Cecília tinha uma vida sem graça, apesar das carteiras caras e dos sapatos espectaculares que faziam inveja às amigas. Na segunda-feira de manhã, a angústia era ainda maior. Crescia, crescia e quase a deixava sem ar logo depois do pequeno-almoço. A terapia: compras. Embora a tranquilidade fosse passageira, sempre ficava mais calma depois de passar pela loja. O empregado mais alto enchia-a de mimos e ela não era capaz de sair de lá de mãos a abanar. Pelo contrário, comprava sempre "umas coisinhas". Perguntou-lhe naquele dia: "Não veio ainda aquela carteira do anúncio da revista Miau, Miau?". O empregado não se conteve. Ela era a cliente conhecida por "miau, miau". Talvez estivesse na altura de a corrigir. Chamou-a um canto da loja e explicou-lhe que as peças "Miu Miu" estavam cada vez mais caras. Ela voltou ao erro: "Eu sei. A miau, miau anda pelas horas da morte. Mas alivia-me o stress". Justino resolveu ser frontal. Antes de lhe explicar tim por tim que não se dizia assim, mas assado. Ela antecipou-se: "Eu sei, mas estava à espera que alguém me corrigisse. Nunca ninguém o fez. Digo-o sempre na esperança que alguém o faça. Ninguém tem o coragem de o fazer. Pensam que sou uma tonta e eu desleixei-me, não provo outra coisa". Justino fez silêncio. Cecília: "Quando digo que adoro as malas trava, ninguém liga. Pensam que digo Prada. Mas miau, miau, é fantástico, não é?"

terça-feira, 1 de maio de 2007

Casal pingo doce

Todos os dias, durante 11 anos, Francisco deixou a côdea do pão para Clara comer. Tal como Clara deixava Francisco ser sempre o primeiro a tomar banho. Só depois de mais de uma década, em casa do irmão mais falador da família, se fizeram as revelações aparentemente insignificantes.

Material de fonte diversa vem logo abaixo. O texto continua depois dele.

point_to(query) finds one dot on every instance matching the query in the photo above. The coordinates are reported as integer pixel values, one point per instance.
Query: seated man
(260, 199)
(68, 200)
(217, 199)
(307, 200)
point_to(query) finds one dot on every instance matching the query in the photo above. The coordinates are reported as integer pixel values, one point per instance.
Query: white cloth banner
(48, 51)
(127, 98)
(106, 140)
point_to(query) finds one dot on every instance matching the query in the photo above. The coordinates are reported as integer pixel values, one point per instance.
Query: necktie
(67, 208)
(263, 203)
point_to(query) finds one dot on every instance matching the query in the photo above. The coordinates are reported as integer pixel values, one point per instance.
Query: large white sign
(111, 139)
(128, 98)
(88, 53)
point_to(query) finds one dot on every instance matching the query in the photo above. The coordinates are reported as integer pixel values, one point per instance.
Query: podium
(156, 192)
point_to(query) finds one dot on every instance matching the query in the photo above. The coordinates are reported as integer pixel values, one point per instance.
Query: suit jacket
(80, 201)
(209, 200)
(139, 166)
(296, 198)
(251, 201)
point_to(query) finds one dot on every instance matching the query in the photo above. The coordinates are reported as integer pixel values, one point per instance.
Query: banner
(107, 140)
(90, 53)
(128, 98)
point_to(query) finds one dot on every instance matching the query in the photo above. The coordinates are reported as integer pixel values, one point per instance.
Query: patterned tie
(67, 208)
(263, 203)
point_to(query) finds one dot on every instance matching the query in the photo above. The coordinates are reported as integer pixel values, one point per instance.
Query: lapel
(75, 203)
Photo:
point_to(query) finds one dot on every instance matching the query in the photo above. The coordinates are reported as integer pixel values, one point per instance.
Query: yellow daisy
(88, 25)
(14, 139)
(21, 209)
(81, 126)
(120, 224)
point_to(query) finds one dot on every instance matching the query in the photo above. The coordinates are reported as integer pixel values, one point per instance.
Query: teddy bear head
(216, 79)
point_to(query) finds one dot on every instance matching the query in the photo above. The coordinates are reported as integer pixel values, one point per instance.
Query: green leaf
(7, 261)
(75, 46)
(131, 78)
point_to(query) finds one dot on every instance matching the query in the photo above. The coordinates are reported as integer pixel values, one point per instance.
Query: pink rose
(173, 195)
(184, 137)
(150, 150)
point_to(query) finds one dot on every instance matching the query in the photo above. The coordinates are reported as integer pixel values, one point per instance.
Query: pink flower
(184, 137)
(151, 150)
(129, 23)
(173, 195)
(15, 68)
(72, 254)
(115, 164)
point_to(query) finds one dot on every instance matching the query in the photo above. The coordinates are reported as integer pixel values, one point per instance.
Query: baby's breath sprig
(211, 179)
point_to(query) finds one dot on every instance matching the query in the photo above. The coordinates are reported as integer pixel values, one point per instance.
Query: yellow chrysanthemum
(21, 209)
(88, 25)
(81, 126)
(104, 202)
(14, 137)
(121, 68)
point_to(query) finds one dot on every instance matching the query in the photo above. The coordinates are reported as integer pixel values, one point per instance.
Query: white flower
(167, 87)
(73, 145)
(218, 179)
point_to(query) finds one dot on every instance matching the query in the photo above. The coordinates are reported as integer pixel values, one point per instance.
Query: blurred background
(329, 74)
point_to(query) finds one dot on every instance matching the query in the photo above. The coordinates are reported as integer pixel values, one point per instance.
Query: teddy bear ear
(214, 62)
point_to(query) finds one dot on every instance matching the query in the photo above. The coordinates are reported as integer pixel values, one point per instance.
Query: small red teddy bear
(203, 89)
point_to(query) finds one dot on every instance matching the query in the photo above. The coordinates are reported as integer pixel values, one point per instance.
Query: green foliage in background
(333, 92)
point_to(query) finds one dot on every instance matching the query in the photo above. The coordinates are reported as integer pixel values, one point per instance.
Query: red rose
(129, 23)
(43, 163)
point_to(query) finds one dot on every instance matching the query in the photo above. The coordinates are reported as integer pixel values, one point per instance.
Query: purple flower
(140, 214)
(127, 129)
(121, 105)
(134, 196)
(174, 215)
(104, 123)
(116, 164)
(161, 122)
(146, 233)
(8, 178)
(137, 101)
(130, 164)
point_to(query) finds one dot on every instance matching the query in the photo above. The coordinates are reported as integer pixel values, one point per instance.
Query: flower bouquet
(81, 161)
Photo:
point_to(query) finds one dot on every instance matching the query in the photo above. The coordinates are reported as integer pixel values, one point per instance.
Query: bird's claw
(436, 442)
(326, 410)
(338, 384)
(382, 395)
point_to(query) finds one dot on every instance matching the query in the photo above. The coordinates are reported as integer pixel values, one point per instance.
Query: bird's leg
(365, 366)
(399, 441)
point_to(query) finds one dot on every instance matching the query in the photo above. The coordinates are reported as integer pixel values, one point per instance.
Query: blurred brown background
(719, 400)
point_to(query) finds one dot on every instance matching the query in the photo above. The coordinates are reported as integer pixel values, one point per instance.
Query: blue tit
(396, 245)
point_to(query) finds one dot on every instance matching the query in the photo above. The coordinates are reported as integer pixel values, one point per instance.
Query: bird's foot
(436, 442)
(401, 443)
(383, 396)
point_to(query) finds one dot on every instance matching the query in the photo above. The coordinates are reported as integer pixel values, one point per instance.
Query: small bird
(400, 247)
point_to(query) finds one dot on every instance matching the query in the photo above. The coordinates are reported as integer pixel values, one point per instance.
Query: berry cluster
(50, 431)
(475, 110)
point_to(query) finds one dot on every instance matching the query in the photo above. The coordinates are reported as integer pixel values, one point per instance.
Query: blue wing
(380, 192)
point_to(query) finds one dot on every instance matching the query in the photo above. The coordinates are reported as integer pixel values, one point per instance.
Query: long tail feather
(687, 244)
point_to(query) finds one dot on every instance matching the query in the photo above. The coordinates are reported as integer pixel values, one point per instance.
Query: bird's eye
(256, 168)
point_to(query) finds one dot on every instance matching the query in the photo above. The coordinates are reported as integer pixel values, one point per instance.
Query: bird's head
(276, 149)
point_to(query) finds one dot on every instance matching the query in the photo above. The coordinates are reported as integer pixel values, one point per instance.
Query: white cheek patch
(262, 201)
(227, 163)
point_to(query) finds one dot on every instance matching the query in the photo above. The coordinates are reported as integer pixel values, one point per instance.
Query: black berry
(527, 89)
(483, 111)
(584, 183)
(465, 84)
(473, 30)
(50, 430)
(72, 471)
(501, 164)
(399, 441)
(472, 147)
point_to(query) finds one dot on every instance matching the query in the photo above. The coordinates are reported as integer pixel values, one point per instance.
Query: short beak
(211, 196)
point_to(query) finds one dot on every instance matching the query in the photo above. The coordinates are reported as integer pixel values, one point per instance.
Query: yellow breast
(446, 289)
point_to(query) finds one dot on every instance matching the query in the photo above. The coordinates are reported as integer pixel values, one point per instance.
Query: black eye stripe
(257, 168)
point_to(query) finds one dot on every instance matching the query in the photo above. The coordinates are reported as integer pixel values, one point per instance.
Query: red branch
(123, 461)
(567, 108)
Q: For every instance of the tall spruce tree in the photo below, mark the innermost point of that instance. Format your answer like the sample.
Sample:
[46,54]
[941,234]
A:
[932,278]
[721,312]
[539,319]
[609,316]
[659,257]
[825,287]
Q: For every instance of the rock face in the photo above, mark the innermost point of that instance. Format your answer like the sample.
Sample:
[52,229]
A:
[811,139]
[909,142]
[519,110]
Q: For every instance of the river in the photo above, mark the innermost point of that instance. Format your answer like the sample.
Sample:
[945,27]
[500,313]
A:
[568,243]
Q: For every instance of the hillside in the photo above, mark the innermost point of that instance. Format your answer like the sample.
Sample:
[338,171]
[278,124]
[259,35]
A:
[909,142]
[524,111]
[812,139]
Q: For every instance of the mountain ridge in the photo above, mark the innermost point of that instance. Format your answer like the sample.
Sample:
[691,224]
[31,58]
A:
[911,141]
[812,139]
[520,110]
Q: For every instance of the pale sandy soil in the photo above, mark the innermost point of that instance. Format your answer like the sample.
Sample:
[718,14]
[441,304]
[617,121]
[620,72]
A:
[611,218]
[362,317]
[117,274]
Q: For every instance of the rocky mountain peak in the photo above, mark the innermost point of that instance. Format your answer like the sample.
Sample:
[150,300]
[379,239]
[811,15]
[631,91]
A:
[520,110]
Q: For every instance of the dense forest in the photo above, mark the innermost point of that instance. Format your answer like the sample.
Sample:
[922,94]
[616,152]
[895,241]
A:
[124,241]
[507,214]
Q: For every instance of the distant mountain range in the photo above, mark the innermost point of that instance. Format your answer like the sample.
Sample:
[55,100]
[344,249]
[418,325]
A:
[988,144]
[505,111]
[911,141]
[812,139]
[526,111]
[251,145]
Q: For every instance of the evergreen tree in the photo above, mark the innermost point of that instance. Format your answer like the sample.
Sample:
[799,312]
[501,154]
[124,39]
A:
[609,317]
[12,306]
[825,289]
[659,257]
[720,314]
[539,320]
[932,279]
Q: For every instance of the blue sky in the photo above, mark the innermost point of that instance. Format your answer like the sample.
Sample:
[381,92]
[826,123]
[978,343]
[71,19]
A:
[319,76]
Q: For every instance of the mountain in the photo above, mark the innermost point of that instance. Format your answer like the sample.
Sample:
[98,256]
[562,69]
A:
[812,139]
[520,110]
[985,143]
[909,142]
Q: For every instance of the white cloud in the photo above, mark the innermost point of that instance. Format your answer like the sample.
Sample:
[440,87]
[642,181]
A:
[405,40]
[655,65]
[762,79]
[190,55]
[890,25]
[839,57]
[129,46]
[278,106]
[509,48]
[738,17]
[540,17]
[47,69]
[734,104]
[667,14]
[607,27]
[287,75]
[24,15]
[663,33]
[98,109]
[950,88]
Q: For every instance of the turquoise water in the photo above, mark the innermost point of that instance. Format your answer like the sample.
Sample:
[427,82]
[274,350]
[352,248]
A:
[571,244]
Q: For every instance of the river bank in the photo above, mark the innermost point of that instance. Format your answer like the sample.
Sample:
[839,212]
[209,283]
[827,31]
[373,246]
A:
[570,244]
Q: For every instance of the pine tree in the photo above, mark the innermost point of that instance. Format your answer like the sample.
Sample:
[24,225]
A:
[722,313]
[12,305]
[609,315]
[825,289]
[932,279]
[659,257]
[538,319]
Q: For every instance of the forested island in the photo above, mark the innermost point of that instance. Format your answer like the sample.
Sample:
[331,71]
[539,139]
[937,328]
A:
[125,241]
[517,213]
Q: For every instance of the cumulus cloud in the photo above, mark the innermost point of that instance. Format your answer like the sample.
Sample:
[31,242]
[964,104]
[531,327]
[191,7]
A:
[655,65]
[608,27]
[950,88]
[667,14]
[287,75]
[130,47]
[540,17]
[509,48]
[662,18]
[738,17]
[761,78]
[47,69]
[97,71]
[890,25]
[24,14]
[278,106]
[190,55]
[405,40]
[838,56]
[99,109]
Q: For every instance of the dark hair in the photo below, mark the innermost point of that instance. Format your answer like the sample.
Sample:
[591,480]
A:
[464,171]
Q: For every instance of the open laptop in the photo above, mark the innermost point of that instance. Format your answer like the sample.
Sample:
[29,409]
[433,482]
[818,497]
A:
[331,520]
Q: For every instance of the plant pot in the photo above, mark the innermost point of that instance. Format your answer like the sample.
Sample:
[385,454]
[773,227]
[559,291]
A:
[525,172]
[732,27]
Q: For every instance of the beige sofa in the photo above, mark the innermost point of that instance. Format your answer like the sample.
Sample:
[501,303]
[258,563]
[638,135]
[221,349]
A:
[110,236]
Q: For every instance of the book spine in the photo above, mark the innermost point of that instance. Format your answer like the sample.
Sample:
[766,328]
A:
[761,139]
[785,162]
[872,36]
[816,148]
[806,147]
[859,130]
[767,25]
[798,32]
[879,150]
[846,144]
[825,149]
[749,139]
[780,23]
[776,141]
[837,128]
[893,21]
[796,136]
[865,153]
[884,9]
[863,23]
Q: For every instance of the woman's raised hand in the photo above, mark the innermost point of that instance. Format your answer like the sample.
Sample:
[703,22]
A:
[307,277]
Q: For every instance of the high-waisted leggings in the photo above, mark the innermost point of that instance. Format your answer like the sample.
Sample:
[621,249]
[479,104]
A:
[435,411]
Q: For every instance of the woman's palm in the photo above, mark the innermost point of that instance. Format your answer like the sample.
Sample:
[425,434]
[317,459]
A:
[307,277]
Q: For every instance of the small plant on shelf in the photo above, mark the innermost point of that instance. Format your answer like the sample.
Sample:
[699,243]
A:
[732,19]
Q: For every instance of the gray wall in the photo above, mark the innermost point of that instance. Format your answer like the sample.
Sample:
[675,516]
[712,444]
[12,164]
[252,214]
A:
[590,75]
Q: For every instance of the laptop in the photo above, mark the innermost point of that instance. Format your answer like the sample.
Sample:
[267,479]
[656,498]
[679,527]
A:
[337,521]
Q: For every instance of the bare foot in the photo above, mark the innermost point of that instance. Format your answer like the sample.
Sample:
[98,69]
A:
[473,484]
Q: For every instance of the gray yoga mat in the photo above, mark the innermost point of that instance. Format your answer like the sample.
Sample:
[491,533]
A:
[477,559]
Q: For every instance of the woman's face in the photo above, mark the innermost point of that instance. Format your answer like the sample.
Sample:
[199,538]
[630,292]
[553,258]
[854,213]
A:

Os presentes, seis membros da família do lado dela, pensavam, e comentavam sempre que havia oportunidade e o assunto vinha à baila, que Clara e Francisco formavam um casal modelo. Pareciam viver em harmonia. Ninguém se lembrava de os ver discutir. Abriu-se o poço das dúvidas quando descobriram que se pode viver de muitas maneiras uma relação tão longa. Ela comia miolo às escondidas e fora de casa. Ele achava uma chatice ser o primeiro a levantar-se para se despachar com o banho. Fazia-o para que ela ficasse no quentinho dos lençóis mais uns minutos. Quantas cedências se escondiam em função daquele amor que se queria preservar a qualquer custo? Habituaram-se a viver assim. Na cama, também.